Porter’s protean body of work with its unending varieties of compositions, colors, lines, shapes, and forms, has been described by the noted late art historian and Picasso scholar, Lydia Csato Gasman, as “the vast domain of spontaneity untamed.” It is from this supremely auspicious reverence paid to the painter that this exhibition derives its title. Professor Csato Gasman also noted about Porter that her extraordinary spontaneity and expressive volition is “tempered, subjected to rational control by a supreme act of self-critical concentration,” making the artist a veritable artworld paradox: a rare virtuoso of creative freedom blended with technical discipline that, in its unlikely combination, begins to explain her remarkable brilliance.

Katherine Porter was born in Cedar Rapids, Iowa in 1941. She received her B.A. degree from Colorado College in 1963 and also studied at Boston University. Porter received an honorary doctorate from Colby College in 1982 and an honorary doctorate from Bowdoin College in Maine in 1992.

Her paintings have received wide art world validation from inclusion in hundreds of solo and group exhibitions in major galleries and museums around the world, including having been exhibited twice in the Whitney Biennial, representation with solo exhibitions at the Knoedler Gallery in London, the Nina Nielsen Gallery in Boston, and the Betty Parsons, Sidney Janis, Andre Emmerich and Salander-O’Reilly Galleries in New York, among others. Her work is in the permanent collections of the Metropolitan Museum of Art, Museum of Modern Art, Whitney Museum of American Art, Solomon Guggenheim Museum, Museum of Fine Arts in Boston, Philadelphia Museum of Fine Arts, and the Tel Aviv Museum in Jerusalem, Israel, among many others.

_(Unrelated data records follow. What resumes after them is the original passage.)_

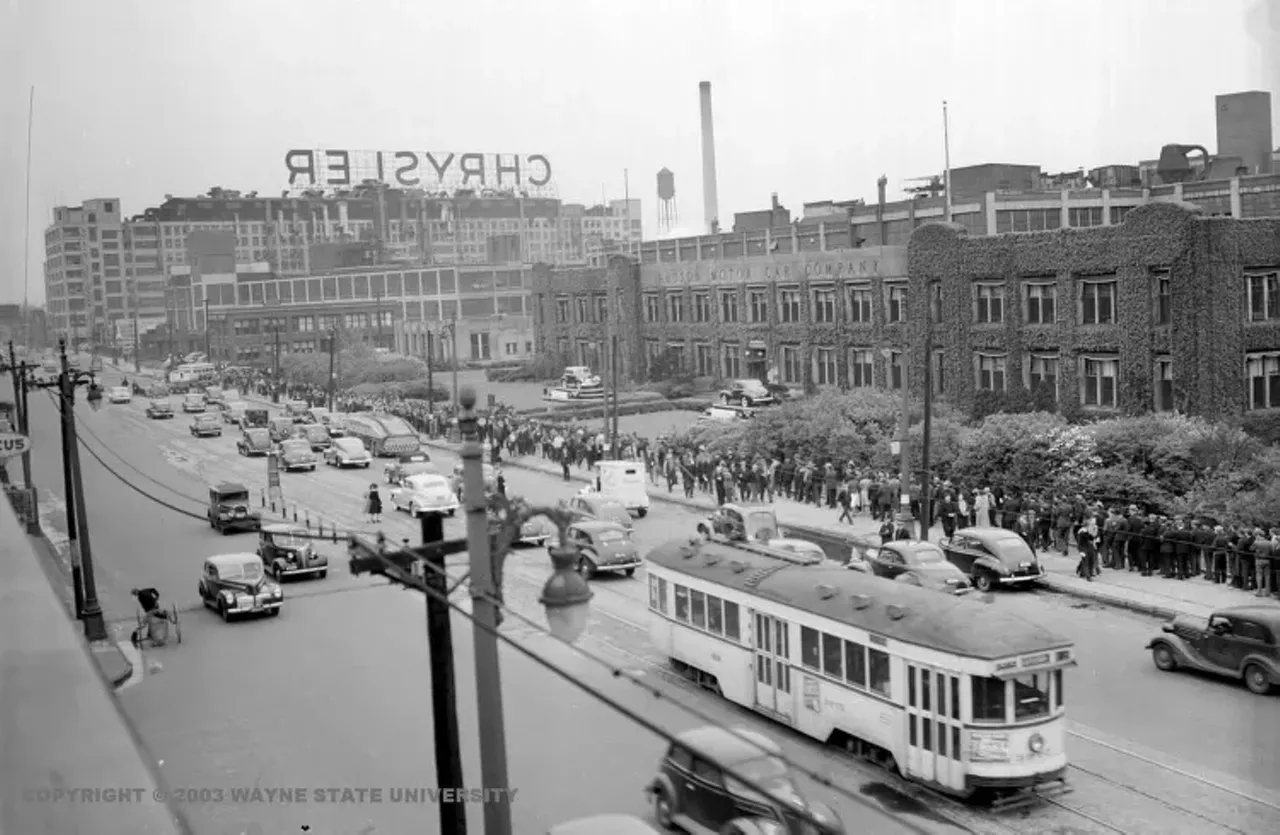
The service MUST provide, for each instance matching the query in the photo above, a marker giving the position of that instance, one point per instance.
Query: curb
(1050, 580)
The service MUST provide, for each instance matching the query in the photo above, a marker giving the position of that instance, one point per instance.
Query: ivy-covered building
(1166, 310)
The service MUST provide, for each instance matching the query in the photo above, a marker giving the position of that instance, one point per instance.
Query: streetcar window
(714, 615)
(1031, 696)
(855, 664)
(988, 699)
(878, 671)
(833, 656)
(682, 603)
(698, 605)
(810, 649)
(731, 628)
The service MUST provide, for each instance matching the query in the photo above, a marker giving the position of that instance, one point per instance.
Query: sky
(813, 99)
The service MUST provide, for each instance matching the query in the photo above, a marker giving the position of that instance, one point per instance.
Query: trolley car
(949, 692)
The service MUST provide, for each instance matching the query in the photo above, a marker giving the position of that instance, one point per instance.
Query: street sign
(12, 445)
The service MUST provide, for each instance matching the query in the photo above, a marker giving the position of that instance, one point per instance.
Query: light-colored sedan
(347, 452)
(425, 493)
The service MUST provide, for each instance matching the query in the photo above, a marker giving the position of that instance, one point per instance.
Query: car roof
(894, 610)
(728, 747)
(225, 560)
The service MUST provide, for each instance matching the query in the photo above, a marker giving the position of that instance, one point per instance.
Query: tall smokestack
(711, 199)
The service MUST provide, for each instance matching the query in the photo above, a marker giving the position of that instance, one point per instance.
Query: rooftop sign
(429, 170)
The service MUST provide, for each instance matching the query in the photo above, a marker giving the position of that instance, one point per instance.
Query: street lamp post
(494, 525)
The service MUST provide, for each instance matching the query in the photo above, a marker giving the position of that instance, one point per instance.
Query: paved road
(1116, 696)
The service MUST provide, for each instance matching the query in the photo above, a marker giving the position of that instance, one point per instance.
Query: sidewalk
(1123, 589)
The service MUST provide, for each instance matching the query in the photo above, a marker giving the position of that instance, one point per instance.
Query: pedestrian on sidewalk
(374, 505)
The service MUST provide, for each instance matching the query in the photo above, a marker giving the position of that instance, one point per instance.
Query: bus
(384, 436)
(949, 692)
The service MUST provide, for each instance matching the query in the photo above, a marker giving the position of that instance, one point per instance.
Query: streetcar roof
(912, 615)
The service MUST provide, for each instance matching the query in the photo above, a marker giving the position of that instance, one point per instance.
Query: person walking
(374, 505)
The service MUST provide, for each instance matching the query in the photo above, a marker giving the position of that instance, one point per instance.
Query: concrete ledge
(60, 728)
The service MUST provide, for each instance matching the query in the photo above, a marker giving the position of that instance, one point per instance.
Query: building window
(1098, 302)
(652, 308)
(1164, 387)
(1041, 373)
(895, 302)
(991, 372)
(988, 304)
(860, 304)
(1164, 313)
(704, 360)
(702, 306)
(791, 368)
(1264, 374)
(1041, 304)
(1098, 382)
(789, 305)
(1264, 296)
(824, 304)
(757, 305)
(731, 357)
(860, 368)
(728, 306)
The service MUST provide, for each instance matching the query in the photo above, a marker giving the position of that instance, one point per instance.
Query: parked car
(693, 793)
(592, 507)
(254, 442)
(287, 552)
(740, 521)
(914, 562)
(159, 409)
(234, 413)
(316, 436)
(746, 393)
(296, 453)
(347, 452)
(1242, 642)
(992, 556)
(425, 493)
(206, 427)
(606, 547)
(231, 509)
(234, 585)
(407, 465)
(280, 429)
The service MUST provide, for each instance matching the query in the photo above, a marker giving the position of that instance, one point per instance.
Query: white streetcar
(949, 692)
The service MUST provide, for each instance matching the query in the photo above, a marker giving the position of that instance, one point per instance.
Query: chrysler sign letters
(430, 170)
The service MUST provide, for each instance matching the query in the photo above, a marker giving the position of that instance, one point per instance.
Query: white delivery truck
(625, 482)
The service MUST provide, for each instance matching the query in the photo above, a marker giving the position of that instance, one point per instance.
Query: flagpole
(946, 151)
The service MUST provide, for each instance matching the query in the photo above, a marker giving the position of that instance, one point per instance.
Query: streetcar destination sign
(12, 443)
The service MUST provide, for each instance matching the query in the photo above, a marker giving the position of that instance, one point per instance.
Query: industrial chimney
(711, 199)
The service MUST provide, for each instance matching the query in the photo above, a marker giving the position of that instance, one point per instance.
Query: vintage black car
(1242, 642)
(693, 792)
(231, 509)
(992, 556)
(234, 585)
(287, 552)
(254, 442)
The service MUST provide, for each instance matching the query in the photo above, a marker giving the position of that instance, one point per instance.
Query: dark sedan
(914, 562)
(992, 556)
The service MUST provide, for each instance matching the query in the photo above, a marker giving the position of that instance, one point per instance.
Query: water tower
(667, 214)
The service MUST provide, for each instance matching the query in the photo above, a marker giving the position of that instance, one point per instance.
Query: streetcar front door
(772, 669)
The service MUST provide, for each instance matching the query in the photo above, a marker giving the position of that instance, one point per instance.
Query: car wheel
(662, 812)
(1164, 657)
(1257, 679)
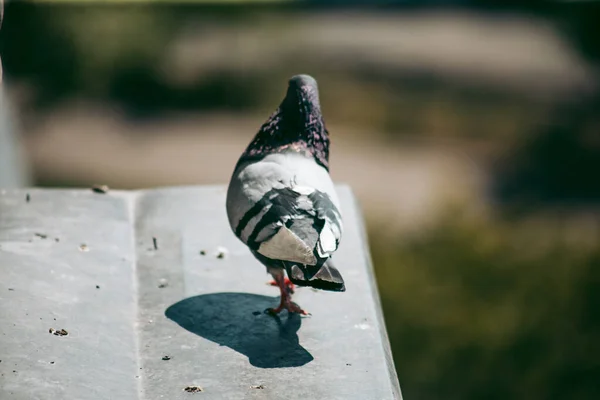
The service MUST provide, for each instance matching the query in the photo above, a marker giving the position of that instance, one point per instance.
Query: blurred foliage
(119, 54)
(556, 164)
(493, 309)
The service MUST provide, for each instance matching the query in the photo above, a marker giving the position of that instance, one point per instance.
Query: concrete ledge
(146, 322)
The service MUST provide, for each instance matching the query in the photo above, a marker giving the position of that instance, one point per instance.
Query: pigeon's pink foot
(286, 281)
(288, 305)
(286, 300)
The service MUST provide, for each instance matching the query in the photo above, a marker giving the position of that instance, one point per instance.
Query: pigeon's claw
(291, 288)
(285, 287)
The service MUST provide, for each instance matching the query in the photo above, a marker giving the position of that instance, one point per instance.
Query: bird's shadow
(238, 321)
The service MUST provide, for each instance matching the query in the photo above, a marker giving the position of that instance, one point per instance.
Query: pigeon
(281, 201)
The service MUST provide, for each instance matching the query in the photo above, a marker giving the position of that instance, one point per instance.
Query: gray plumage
(281, 201)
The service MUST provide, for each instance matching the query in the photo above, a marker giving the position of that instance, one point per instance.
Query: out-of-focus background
(469, 130)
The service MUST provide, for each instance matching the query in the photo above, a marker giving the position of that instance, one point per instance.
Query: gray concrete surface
(145, 323)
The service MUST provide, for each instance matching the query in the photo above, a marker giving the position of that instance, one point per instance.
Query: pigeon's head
(296, 125)
(302, 95)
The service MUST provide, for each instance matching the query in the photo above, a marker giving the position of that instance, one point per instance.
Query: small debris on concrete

Porter is recognized for the combinations of colors, geometries and symbols she uses to comprise her compositions: circles, triangles, rectangles, squares interposed with lines, spirals, arcs, scaffolds, and matrices all of which coalesce on her surfaces to emanate an unmistakable aura of spirited force and generative energy. These elements combine to produce a charismatic beauty that emanates from their complex authenticity for which she is known.

There is an entropic, sometimes cacophonous synergy of disparate visual elements evident in the works included in this exhibition that unequivocally resonate the vitality of direct artistic feeling. These characteristics are Porter’s signature ones that make the works in this exhibition “unmistakably Katherine Porter.”